Analyze the property the HOA is required to maintain to determine its useful life and the cost to rebuild, repair, or replace it when the time comes. This is especially important for large-ticket items such as roof and siding replacement, detention-pond repairs, paving jobs, and refurbishing of swimming pools, clubhouses and other amenities.
This process is known as a “reserve study,” and there are professionals known as “reserve specialists,” usually persons with engineering and construction backgrounds, who can perform these studies for you.
The result of a reserve study is a road map for how much money from assessment income the HOA should be setting aside into reserve accounts to meet these needs when the time comes.
When done correctly, performing a reserve study and following its findings will avoid the need for large special assessments to be levied against owners in future years as the need for these projects surfaces.
Expect the unexpected. Include an allowance for unexpected expenses, also known as “contingencies.” The most common are repair costs for damage to common property that is not covered by insurance. Also make sure your budget provides an allowance for “bad debt.” Few associations collect 100 percent of their assessments. Use historical data from prior years’ financial statements to determine the proper allowance for bad debt.
Many boards focus their efforts only on the operating budget – the regular income from assessments, and the regular expenses for management, landscaping, utilities, insurance, maintenance of common property, and professional services. But your budget should also disclose any expected capital expenditures for the coming year.
For example, will you be using reserve funds or a bank loan to replace the roofs on the condominium buildings, install a new playground, or refurbish the clubhouse and replace the furniture? If so, these expenditures should be reflected on your budget.

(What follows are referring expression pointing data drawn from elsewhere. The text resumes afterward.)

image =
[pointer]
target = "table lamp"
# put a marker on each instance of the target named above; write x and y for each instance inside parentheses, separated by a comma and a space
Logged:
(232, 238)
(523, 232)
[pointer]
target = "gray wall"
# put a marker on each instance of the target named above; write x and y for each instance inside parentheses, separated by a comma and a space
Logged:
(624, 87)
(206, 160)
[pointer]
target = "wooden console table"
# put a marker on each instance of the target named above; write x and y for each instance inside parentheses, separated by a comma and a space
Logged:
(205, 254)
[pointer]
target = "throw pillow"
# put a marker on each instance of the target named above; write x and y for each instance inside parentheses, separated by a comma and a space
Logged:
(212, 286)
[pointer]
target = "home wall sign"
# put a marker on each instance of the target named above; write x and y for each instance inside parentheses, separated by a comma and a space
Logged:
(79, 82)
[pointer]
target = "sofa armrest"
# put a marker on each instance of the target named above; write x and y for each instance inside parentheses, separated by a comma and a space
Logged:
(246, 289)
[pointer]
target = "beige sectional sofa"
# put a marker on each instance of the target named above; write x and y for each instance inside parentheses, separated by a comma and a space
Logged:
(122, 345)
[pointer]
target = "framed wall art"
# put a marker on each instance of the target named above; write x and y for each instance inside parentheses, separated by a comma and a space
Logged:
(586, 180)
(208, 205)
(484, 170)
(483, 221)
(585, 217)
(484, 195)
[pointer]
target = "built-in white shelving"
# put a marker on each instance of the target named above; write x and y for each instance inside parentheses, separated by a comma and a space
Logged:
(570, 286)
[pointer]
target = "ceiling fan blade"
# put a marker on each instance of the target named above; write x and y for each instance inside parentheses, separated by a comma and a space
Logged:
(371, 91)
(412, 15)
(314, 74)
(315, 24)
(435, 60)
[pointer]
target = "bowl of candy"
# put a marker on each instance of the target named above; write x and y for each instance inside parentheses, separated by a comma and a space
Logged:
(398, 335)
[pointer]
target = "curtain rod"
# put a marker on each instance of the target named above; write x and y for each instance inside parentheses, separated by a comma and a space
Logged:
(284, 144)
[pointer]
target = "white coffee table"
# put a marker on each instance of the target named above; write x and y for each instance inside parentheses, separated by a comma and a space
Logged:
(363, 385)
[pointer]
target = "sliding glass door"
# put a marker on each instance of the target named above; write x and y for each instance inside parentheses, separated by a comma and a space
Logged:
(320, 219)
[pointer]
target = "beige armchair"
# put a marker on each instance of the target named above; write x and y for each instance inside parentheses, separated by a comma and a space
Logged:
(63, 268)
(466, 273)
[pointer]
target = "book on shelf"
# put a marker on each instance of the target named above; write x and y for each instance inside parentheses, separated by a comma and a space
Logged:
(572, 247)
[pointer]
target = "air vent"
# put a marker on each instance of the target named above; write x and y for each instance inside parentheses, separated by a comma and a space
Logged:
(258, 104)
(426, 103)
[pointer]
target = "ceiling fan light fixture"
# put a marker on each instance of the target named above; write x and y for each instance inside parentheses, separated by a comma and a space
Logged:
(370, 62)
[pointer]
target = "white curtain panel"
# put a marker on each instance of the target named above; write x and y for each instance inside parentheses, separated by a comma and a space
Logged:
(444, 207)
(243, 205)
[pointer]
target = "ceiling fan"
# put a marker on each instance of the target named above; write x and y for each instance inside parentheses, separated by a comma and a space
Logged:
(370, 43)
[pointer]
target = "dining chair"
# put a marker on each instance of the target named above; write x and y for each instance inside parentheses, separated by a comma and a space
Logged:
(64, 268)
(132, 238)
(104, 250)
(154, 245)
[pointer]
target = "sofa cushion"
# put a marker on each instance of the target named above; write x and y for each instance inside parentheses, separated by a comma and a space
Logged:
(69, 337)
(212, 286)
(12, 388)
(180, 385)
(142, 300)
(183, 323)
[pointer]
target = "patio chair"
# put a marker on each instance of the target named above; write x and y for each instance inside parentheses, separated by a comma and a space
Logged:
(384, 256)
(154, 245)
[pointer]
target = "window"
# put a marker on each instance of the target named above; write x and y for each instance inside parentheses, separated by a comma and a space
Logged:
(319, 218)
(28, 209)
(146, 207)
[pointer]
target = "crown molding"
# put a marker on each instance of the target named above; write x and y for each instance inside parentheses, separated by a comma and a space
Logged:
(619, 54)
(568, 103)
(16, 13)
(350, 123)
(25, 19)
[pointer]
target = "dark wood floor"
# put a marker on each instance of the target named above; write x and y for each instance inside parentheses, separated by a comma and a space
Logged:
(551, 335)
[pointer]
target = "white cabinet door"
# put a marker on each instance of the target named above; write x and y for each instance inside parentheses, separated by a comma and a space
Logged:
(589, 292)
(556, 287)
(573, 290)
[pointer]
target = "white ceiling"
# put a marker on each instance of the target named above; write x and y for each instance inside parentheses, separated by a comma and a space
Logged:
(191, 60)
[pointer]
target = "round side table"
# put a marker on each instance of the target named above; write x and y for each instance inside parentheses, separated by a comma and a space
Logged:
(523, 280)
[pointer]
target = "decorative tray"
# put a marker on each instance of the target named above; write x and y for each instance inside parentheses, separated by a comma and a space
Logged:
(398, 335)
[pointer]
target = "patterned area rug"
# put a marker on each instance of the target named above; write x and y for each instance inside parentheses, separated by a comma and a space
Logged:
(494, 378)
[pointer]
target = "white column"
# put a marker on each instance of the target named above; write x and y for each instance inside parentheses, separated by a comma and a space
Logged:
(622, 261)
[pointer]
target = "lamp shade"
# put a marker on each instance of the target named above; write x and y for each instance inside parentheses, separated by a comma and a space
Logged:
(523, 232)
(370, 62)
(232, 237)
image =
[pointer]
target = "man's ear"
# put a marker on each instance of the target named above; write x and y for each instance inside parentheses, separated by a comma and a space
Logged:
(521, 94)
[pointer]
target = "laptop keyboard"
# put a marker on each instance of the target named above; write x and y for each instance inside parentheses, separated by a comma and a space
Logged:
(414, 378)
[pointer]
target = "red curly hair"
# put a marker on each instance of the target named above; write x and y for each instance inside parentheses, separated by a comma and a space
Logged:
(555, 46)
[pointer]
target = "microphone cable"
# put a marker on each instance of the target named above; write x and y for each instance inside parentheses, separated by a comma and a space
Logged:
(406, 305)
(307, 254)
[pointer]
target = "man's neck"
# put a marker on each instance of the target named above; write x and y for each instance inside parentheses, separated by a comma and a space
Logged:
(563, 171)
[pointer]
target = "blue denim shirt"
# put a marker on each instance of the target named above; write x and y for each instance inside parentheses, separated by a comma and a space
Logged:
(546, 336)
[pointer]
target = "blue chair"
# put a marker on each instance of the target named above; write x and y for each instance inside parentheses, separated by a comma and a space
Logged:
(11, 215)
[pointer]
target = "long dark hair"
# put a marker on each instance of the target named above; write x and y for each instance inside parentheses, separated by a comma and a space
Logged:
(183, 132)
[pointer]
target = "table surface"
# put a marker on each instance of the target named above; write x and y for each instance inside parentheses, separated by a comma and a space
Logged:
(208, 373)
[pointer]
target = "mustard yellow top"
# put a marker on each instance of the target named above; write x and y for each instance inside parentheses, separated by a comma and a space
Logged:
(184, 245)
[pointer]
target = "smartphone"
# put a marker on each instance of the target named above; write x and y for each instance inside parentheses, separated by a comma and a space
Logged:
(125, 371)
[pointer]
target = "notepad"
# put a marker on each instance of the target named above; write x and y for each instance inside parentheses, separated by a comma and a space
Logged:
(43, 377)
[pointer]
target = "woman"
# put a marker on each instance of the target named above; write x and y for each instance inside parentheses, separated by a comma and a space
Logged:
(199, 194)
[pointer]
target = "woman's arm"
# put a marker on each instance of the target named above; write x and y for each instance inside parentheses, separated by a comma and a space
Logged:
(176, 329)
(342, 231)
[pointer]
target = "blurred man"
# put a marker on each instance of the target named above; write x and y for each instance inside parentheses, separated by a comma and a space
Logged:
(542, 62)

North Carolina law requires HOAs to allow the members to review and vote on proposed budgets. The applicable law for both condominiums and planned communities says: “Within 30 days after adoption of any proposed budget for the (condominium or planned community), the executive board shall provide to all the lot owners a summary of the budget and a notice of the meeting to consider ratification of the budget … The budget is ratified unless at that meeting a majority of all the lot owners in the association or any larger vote specified in the declaration rejects the budget. In the event the proposed budget is rejected, the periodic budget last ratified by the lot owners shall be continued until such time as the lot owners ratify a subsequent budget proposed by the executive board.”
So the budget doesn’t actually have to be affirmatively approved by the members; it is approved automatically unless a majority of all the lot owners (not simply a majority of those at the meeting) vote to reject the budget.
Note also that meeting quorum requirements do not apply to budget ratification meetings, and the notice of meeting must state this fact.